Joshua Cohen, a young American author whose first novel/cadenza/jeremiad blew my mind last year, is (if wikipedia is to be believed) having his new book published by Dalkey Archive press. It is a match made in heaven (hopefully the correct one). I read his collection of stories published by Twisted Spoon early last year and immediately sought more.
He’s one to watch, a bright spot in an otherwise mostly moribund under-30 crop of US writer (exceptions apply, naturally).
Anyway, I stumbled upon this interview with Mr. Cohen today, and was delighted by his casual brilliance and old-soul cynicism. It is the same allusive, spiderish sensibility that lives in the books.
The closer, to begin, on Art:
The day that everybody became interested in art is the day that art would cease to exist: July 4th, maybe, whatever year sufficiently far in the future for me, for us, not to worry.
On form (and he’s speaking here of his A Cadenza for the Schneidermann Violin Concerto, but it wouldn’t take too much imagination to apply this to the novel in general):
This book is a cadenza because, if it is a cadenza, it has an audience already: everyone’s already seated, within the pages, ready for reading, or not.
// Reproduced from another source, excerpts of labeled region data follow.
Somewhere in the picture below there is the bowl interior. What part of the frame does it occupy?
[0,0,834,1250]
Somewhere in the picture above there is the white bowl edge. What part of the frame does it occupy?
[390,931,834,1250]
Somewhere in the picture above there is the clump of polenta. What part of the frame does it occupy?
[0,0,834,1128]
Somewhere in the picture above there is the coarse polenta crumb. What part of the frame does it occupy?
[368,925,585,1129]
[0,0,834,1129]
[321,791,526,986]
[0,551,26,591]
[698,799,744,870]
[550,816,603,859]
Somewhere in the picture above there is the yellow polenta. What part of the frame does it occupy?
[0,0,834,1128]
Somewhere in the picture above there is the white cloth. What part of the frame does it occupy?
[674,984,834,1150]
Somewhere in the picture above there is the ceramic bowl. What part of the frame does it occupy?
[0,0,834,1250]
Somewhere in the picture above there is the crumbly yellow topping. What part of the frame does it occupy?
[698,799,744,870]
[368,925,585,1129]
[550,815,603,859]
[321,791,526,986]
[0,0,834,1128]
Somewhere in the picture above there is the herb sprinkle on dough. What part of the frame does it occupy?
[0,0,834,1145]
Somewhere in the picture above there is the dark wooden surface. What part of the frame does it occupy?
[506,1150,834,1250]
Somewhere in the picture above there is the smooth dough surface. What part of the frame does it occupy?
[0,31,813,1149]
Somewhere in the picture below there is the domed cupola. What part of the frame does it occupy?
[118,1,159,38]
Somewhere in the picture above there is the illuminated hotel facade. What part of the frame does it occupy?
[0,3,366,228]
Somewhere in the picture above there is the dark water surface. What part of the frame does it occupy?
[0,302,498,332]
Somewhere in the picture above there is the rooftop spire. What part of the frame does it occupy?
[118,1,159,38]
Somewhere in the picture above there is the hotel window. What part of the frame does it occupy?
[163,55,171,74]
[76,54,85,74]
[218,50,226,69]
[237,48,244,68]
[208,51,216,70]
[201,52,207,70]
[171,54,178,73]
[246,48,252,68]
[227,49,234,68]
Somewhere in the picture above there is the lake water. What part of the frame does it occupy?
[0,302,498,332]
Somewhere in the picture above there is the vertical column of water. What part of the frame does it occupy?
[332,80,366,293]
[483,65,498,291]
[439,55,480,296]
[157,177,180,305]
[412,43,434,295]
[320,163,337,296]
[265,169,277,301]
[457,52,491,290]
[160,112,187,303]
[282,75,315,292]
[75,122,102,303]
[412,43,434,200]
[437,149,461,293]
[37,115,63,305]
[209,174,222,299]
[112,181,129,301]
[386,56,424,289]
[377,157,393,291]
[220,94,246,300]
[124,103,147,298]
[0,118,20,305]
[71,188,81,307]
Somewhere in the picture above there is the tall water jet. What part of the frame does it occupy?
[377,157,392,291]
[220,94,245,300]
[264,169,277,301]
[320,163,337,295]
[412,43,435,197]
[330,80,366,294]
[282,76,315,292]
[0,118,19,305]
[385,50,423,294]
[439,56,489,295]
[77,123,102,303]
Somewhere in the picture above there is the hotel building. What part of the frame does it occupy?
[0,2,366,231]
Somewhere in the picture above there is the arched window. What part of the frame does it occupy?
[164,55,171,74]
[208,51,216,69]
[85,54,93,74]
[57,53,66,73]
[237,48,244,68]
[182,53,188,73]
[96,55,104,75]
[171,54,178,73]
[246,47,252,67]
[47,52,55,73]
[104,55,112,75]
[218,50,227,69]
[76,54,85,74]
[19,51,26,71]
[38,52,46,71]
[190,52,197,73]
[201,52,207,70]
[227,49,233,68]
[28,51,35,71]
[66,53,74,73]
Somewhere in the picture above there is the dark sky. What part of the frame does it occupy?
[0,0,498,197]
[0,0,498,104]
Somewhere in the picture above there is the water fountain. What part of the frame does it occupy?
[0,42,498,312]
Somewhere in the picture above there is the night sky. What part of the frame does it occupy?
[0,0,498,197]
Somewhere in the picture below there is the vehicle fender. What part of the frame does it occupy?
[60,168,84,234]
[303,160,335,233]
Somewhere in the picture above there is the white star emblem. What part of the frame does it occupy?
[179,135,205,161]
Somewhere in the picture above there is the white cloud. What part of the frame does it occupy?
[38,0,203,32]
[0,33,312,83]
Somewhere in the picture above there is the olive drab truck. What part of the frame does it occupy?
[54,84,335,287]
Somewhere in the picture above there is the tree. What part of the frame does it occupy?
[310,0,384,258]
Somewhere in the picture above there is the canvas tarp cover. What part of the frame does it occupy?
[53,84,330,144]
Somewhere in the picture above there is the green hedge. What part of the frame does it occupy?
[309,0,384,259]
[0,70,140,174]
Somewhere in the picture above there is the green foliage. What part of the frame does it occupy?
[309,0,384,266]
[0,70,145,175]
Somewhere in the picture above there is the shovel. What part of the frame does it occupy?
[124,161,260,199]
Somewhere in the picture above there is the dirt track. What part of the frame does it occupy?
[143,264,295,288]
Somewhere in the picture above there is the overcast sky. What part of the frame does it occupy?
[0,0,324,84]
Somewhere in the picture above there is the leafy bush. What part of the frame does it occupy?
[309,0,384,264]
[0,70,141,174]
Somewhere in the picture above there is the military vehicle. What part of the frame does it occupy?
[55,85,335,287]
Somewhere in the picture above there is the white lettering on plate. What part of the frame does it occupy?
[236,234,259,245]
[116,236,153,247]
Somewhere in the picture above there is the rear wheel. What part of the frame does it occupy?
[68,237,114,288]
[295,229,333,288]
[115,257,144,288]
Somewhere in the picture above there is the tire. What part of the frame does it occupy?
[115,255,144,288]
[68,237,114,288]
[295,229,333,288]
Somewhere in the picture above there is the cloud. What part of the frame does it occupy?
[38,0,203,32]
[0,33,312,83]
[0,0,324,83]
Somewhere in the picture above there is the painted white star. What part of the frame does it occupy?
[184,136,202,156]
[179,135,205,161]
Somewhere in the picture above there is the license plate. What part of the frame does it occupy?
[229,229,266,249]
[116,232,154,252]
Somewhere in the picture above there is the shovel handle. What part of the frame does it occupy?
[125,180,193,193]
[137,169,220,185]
It’s a novel written with no requirement for readers, perhaps. It’s sold out, before it begins. I was fascinated by the form, or non-form, or anti-form, of the cadenza. It seems like a period of grace, of temporary insanity. It has its conventions, but it has no rules. It has its history, but it has no practical progress beyond the individual—again, the personality. It lives, and dies, by its nightly practice—always different, always the same.
FJO: What do you think someone with a background in contemporary music might get from this book that others would not?
JC: If you know “music,” or music theory, or instrumental practice, or score instructions in German, in Italian, you might get more of the esoteric joking, the insider punning—the vocabulary, the language. But in my experience, a background in music, as you put it, does not always translate to a background in, let’s say, biographical music: Knowing the technicalities of music is not the same as knowing the lives of musicians, of composers, and this book celebrates the life of music, musical lives, much more than it might observe theoretical thought.
The difference would be, perhaps, the difference between music and musicology. Or, maybe, the difference between what’s been called “program music,” and the actuality, or reality, of such a program. I like the sea, I like all seas, more than I like La Mer. I am more interested in Schoenberg than in dodecaphony, though dodecaphony is a part of Schoenberg, and though Schoenberg—as a person, as a mind—is at least a twelfth or so of dodecaphony.
This book is much more an analysis of death than it is a comparative analysis of the Requiem of, say, Berlioz and Verdi. Requiem, by the by, has no plural.